Tapi, siapakah dia sebenarnya? Meskipun sudah menyinggungnya dalam ihwal intelektual, Ruslani masih menyisakan ruang yang perlu diisi. Jika kemudian Anies Rasyid Baswedan diganjar sebagai intelektual berpengaruh, apakah itu berlebihan?
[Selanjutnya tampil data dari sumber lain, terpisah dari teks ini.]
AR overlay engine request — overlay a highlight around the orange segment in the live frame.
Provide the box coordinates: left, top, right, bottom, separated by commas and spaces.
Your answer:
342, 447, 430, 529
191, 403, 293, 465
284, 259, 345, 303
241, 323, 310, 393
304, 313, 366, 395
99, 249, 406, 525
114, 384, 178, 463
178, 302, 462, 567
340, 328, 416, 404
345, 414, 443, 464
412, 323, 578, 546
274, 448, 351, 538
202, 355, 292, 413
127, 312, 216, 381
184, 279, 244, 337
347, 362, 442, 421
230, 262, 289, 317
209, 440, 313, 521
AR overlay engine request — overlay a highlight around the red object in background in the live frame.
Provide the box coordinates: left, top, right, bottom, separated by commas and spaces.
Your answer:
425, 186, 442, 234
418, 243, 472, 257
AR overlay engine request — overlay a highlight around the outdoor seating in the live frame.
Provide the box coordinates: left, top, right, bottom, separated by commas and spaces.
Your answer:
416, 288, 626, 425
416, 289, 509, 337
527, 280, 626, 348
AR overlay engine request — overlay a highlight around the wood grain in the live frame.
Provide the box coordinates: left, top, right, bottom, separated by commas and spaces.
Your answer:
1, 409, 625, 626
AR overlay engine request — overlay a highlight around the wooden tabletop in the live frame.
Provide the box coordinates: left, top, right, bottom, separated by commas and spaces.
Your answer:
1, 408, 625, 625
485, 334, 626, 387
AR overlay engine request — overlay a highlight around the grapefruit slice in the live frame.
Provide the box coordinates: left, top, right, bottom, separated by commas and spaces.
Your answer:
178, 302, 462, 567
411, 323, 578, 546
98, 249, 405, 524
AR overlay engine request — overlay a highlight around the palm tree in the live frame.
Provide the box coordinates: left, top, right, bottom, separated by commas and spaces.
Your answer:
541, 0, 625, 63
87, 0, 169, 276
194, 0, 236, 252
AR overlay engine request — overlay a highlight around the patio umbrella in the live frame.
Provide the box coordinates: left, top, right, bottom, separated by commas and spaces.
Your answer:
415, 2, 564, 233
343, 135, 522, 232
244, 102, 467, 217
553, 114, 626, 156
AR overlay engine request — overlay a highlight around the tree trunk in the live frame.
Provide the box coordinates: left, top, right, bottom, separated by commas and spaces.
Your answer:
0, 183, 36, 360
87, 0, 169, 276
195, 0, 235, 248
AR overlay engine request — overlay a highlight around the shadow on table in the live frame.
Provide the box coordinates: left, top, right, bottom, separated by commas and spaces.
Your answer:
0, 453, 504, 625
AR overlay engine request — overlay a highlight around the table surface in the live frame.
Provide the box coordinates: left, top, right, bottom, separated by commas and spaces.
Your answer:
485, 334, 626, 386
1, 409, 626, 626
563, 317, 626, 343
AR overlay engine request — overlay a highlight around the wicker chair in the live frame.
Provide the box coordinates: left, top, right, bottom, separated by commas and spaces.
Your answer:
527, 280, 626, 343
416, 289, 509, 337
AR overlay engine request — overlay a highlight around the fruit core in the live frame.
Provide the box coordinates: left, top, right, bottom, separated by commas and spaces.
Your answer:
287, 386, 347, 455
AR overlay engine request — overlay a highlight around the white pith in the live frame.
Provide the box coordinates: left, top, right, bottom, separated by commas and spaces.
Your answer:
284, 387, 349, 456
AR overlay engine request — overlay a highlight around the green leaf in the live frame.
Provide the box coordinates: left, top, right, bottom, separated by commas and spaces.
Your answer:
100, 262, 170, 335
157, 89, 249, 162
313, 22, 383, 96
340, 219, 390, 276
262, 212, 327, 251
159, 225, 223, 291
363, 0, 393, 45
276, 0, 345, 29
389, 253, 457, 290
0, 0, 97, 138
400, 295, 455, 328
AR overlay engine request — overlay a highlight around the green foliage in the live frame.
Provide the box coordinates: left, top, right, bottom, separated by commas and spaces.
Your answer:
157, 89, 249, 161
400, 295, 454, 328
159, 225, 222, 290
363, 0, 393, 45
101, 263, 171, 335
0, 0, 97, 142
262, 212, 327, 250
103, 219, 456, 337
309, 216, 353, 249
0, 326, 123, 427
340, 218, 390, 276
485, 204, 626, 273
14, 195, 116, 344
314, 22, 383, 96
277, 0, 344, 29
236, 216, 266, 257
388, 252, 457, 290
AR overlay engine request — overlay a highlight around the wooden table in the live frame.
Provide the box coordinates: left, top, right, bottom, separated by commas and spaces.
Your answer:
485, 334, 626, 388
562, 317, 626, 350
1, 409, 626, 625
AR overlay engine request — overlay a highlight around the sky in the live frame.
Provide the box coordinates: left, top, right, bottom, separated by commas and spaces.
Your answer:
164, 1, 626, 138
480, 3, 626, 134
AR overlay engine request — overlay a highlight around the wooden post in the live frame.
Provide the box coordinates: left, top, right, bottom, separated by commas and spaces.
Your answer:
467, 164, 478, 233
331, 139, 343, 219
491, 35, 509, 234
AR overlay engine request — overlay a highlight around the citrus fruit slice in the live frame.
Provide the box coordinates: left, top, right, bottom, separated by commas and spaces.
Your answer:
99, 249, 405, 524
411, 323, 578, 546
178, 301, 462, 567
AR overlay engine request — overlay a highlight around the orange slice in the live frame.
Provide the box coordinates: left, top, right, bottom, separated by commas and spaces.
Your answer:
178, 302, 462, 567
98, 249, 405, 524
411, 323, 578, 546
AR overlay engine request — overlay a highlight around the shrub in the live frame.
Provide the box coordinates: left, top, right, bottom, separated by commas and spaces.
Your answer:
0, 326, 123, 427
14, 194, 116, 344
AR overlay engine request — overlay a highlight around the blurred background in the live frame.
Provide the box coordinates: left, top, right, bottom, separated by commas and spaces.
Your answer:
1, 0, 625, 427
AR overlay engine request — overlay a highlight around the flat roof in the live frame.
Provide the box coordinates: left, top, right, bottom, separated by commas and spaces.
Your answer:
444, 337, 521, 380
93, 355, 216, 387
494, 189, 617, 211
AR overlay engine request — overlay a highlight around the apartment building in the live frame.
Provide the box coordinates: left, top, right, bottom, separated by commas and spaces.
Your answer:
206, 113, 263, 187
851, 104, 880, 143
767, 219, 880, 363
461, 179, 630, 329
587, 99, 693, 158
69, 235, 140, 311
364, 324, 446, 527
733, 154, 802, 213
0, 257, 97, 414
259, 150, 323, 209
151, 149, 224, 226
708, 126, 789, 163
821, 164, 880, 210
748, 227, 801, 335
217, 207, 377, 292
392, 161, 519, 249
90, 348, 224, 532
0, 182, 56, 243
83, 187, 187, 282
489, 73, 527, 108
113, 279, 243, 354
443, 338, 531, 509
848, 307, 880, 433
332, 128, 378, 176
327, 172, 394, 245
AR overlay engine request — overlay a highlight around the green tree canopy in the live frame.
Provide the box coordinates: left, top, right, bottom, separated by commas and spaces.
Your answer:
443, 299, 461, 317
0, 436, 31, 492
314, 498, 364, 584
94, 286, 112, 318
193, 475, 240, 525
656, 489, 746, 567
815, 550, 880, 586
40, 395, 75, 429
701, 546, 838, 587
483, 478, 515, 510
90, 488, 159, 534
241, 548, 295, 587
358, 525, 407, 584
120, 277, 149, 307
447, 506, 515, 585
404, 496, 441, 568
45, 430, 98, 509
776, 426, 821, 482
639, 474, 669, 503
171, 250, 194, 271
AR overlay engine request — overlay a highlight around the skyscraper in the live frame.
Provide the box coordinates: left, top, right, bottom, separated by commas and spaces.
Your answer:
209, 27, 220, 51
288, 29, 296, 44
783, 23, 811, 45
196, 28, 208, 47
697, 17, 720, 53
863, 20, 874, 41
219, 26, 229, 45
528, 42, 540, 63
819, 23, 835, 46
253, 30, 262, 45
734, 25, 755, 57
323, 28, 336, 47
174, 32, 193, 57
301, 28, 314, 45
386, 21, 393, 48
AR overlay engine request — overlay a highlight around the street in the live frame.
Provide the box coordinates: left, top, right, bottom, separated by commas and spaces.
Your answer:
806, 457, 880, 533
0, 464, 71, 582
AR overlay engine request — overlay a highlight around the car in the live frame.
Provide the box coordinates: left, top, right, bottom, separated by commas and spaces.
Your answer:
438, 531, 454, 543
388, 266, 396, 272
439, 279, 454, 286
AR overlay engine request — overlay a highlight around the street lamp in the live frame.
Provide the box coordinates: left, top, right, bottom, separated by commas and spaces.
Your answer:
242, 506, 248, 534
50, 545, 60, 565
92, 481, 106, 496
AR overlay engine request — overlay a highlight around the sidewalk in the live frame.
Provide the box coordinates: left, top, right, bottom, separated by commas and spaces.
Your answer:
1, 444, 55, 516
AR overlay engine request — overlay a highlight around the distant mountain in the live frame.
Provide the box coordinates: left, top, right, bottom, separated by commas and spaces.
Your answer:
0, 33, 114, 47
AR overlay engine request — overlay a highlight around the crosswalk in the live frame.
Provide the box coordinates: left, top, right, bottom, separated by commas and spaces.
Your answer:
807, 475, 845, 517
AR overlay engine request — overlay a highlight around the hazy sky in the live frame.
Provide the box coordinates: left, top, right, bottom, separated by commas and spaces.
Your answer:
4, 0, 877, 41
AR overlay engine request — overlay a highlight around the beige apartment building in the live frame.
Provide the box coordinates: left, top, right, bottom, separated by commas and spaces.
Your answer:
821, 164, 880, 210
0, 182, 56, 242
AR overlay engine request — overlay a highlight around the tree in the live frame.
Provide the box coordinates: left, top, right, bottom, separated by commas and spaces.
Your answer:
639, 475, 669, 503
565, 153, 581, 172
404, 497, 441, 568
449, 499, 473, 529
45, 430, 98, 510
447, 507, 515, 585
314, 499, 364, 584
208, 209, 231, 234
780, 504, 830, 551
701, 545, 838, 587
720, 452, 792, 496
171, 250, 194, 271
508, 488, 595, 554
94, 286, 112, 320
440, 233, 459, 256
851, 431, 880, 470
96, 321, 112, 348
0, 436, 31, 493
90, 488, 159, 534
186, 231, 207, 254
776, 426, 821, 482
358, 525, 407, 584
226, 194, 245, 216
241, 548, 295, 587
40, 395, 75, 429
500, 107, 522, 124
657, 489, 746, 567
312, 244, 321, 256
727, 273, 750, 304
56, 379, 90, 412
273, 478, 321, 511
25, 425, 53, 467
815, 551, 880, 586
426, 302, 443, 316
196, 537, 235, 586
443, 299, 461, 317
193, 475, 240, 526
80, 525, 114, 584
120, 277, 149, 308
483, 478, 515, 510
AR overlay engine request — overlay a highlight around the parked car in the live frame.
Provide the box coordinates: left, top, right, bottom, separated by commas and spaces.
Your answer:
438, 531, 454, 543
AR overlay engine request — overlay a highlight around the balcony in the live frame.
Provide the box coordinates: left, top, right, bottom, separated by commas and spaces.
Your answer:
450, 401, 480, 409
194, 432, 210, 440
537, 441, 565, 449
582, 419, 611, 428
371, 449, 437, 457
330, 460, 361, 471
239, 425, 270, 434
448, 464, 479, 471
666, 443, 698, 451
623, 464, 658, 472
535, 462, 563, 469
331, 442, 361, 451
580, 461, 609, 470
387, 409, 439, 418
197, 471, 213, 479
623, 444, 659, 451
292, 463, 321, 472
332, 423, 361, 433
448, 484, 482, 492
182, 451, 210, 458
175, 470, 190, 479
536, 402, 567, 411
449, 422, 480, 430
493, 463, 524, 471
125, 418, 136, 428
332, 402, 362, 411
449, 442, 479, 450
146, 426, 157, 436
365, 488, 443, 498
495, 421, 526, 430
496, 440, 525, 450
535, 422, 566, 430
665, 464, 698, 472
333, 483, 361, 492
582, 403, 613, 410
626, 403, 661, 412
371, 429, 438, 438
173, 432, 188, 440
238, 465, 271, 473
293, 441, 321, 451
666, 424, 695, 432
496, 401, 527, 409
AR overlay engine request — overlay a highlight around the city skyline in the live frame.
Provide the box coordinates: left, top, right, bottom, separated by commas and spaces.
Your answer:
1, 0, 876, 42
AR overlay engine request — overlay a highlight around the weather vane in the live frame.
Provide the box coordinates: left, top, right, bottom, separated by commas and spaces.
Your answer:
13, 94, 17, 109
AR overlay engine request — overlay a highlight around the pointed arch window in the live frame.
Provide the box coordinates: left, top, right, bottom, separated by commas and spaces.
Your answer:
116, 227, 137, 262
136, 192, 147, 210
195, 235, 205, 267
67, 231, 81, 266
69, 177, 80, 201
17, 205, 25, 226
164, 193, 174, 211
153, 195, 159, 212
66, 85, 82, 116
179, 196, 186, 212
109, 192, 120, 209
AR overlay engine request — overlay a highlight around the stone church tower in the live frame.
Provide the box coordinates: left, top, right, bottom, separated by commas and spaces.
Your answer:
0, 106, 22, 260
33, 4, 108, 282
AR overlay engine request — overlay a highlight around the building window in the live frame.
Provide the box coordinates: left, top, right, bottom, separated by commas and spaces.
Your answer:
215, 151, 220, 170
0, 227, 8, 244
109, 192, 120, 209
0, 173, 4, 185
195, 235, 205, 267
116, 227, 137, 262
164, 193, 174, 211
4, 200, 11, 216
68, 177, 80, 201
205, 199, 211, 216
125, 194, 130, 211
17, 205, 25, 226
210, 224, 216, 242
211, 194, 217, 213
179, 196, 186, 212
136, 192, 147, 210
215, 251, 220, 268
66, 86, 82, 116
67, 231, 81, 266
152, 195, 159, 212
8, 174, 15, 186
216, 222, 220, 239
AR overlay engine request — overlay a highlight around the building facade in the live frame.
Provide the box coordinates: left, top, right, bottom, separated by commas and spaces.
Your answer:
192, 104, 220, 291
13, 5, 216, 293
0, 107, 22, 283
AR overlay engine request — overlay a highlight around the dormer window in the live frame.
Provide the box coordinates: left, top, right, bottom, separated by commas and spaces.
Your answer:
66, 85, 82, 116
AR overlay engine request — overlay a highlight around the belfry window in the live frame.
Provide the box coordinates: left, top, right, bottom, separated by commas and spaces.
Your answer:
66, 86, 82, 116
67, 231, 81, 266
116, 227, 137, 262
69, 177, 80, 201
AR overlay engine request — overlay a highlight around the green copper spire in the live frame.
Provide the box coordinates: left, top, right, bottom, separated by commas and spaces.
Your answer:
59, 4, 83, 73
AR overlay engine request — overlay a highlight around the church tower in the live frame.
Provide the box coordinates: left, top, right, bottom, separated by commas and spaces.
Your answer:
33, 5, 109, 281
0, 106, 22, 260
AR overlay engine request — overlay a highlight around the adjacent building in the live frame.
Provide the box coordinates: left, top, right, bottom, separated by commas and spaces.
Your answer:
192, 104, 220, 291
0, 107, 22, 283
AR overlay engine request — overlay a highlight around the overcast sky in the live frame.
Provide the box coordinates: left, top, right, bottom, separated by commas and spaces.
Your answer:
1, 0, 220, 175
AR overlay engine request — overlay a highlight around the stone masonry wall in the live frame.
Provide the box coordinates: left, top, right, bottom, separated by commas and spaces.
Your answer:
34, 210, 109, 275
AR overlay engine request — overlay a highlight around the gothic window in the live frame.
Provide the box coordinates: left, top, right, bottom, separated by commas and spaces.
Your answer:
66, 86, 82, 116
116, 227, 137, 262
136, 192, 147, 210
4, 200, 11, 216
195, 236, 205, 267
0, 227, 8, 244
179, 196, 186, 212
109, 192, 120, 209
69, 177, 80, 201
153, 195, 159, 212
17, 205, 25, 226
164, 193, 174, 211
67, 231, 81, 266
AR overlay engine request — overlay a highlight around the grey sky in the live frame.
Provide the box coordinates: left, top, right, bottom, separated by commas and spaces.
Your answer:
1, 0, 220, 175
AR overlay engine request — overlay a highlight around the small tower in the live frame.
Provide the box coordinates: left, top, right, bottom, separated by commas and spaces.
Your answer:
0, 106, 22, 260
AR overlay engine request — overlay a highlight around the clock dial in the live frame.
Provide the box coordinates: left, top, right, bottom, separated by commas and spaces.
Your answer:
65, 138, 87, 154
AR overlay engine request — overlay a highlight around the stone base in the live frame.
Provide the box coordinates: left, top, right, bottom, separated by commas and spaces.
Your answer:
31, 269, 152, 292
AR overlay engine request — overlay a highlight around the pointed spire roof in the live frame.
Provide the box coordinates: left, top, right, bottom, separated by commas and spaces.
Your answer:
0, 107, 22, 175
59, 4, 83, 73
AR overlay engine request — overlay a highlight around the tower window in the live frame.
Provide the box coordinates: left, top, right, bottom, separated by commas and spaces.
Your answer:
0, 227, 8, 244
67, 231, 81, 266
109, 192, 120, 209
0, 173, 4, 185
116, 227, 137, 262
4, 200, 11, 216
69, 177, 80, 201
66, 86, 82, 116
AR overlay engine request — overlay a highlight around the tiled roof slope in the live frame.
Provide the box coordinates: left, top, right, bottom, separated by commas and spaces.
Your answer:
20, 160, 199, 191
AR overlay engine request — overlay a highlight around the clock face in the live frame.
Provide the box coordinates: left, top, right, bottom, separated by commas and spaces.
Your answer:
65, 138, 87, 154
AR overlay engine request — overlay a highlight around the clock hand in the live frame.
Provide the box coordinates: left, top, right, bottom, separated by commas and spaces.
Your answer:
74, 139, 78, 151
Di milis organisasi mahasiswa Indonesia Malaysia, penganugerahan itu sempat memicu perdebatan karena di luar dugaan. Malah, ada seorang mahasiswa yang menyodorkan nama Rama Pratama atau Fahri Hamzah —yang sebelumnya mengharu-biru reformasi— sebagai sosok yang lebih berhak. Namun Suyatno, mahasiswa PhD dalam ilmu politik, menyebutnya dagelan. Sebagian besar mahasiswa malah tak mengenal, siapakah Anies Rasyid Baswedan itu.
Sementara itu Ronald Rulindo menyebut Amien Rais lebih sesuai. Adapun Mas Tauran menyebutnya semua itu tak lebih sebagai cara jurnal bersangkutan mencari pasar di dunia ketiga. Saya sendiri tak mau terjebak pada isu siapakah yang lebih pantas, tetapi ingin lebih jauh mengurai siapakah sejatinya intelektual itu?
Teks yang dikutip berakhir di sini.